Drinking Kombucha for over a decade now, I can see the many health benefits this fantastic drink has brought my way. Here is my list of benefits that I have received:
- Aids in digestion especially when eating a more substantial meal.
- Immune support – On those days when I feel like I may be coming down with a cold or virus, many times I have been avoided getting sick.
- Protects liver and digestive tract: When I found out I was mercury toxic, the doctor tested the areas of my body where the metals settled and amazingly my liver and gastrointestinal tract were metal free, which I give credit to Kombucha although I cannot medically back that up.
- Because it supports the immune system, digestion, detoxification, mood enhancement, energy, overall well-being, I bring it with me when I travel.
- Detoxification: When exposed to an allergen, it aids in removing the toxin from my body.

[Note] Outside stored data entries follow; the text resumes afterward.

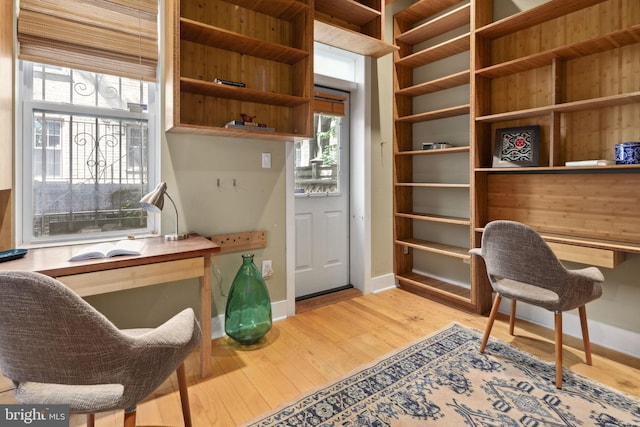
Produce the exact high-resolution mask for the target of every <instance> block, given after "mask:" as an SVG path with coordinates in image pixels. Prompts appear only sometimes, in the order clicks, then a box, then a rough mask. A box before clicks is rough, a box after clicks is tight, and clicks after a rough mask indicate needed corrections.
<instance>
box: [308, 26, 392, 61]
mask: <svg viewBox="0 0 640 427" xmlns="http://www.w3.org/2000/svg"><path fill="white" fill-rule="evenodd" d="M313 37H314V40H315V41H317V42H319V43H324V44H326V45H329V46H333V47H337V48H340V49H344V50H347V51H349V52H354V53H358V54H360V55H364V56H370V57H372V58H380V57H383V56H385V55H387V54H389V53H392V52H393V51H395V50H396V49H397V47H396V46H394V45H390V44H388V43H386V42H384V41H382V40H379V39H376V38H374V37H370V36H367V35H365V34H362V33H359V32H356V31H353V30H349V29H347V28H342V27H339V26H336V25H333V24H330V23H326V22H323V21H321V20H319V19H316V20H315V21H314V24H313Z"/></svg>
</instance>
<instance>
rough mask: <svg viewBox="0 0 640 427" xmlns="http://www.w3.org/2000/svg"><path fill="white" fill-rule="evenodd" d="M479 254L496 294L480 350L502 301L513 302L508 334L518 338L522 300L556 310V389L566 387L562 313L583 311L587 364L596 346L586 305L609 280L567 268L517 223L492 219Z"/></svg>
mask: <svg viewBox="0 0 640 427" xmlns="http://www.w3.org/2000/svg"><path fill="white" fill-rule="evenodd" d="M469 252H470V253H471V254H473V255H479V256H481V257H482V258H483V259H484V263H485V266H486V269H487V274H488V276H489V281H490V283H491V286H492V287H493V291H494V292H495V293H496V297H495V300H494V302H493V307H492V308H491V314H490V315H489V321H488V323H487V327H486V329H485V331H484V336H483V338H482V344H481V346H480V352H484V350H485V347H486V345H487V341H488V340H489V335H490V334H491V328H492V327H493V322H494V320H495V318H496V315H497V314H498V308H499V306H500V302H501V301H502V298H503V297H506V298H510V299H511V315H510V318H509V333H510V334H511V335H513V329H514V324H515V314H516V302H517V301H523V302H526V303H529V304H532V305H535V306H539V307H543V308H546V309H547V310H550V311H553V312H554V324H555V353H556V357H555V359H556V387H557V388H562V312H564V311H568V310H573V309H575V308H577V309H578V312H579V314H580V324H581V327H582V340H583V342H584V351H585V356H586V362H587V364H588V365H591V345H590V343H589V331H588V328H587V314H586V309H585V305H586V304H587V303H588V302H590V301H593V300H595V299H597V298H599V297H600V296H601V295H602V286H601V283H602V282H603V281H604V276H603V275H602V273H601V272H600V270H598V269H597V268H596V267H587V268H583V269H580V270H568V269H566V268H565V267H564V266H563V265H562V264H561V263H560V261H559V260H558V258H557V257H556V256H555V254H554V253H553V251H552V250H551V248H550V247H549V245H547V243H546V242H545V241H544V240H543V239H542V237H541V236H540V235H539V234H538V233H537V232H536V231H535V230H534V229H532V228H531V227H528V226H526V225H524V224H521V223H518V222H514V221H504V220H500V221H492V222H490V223H489V224H487V226H486V227H485V229H484V232H483V234H482V245H481V248H474V249H471V250H470V251H469Z"/></svg>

- Aids in reducing inflammation.
- Excellent substitute for soda.
If you decide you would like to try some Kombucha, buy a bottle and begin to drink it slowly. The reason I say to start slow is to see how your body reacts. Start small (1/4 cup) and drink with your dinner because that is usually your most substantial meal of the day. See how you feel. Do it for three days and if it’s okay, increase it to a 1/2 cup. Then continue to increase up to one bottle a day which is 16 oz. Or 2 cups. Once your body is used to it, you can drink it any time. Kombucha contains caffeine so you may want to limit your intake if it affects your sleep. Drink water in equal proportions to the amount of Kombucha consumed. Now some of you may be asking, okay which brand, what flavor, and where do I get this stuff? Good questions. I typically buy the GTS brand. There are others, but I find that that brand works for me. It’s been around for many years and Dave, the owner of the company, has a website that discusses Kombucha and teaches you how to make it. That is how I learned. He has videos, kits, recipes and all kinds of great information.
Flavor: that is more of a preference but when starting something new, go with something you know you will like. I recommend “Trilogy” for the first time you are trying it. On average you can buy a bottle for about $3.50. You can buy Kombucha in health food stores, and online. I used to buy it by the case through a food co-op. After trying Kombucha, you may decide you want to brew your own Kombucha because it is much cheaper to make than to buy. Like any food or drink, there are risks of allergies or adverse reaction. According to WebMD, improperly prepared Kombucha can grow harmful bacteria and mold. Therefore, they do not recommend Kombucha. I have been brewing Kombucha for over 10 years and have never had mold or any harmful growth in my brewer. I sterilize all my equipment and wash my hands consistently when making Kombucha. Like any food or drink, you need to research your sources and decide if the benefits outweigh the risks. Because it is a fermented beverage, it contains small amounts of alcohol.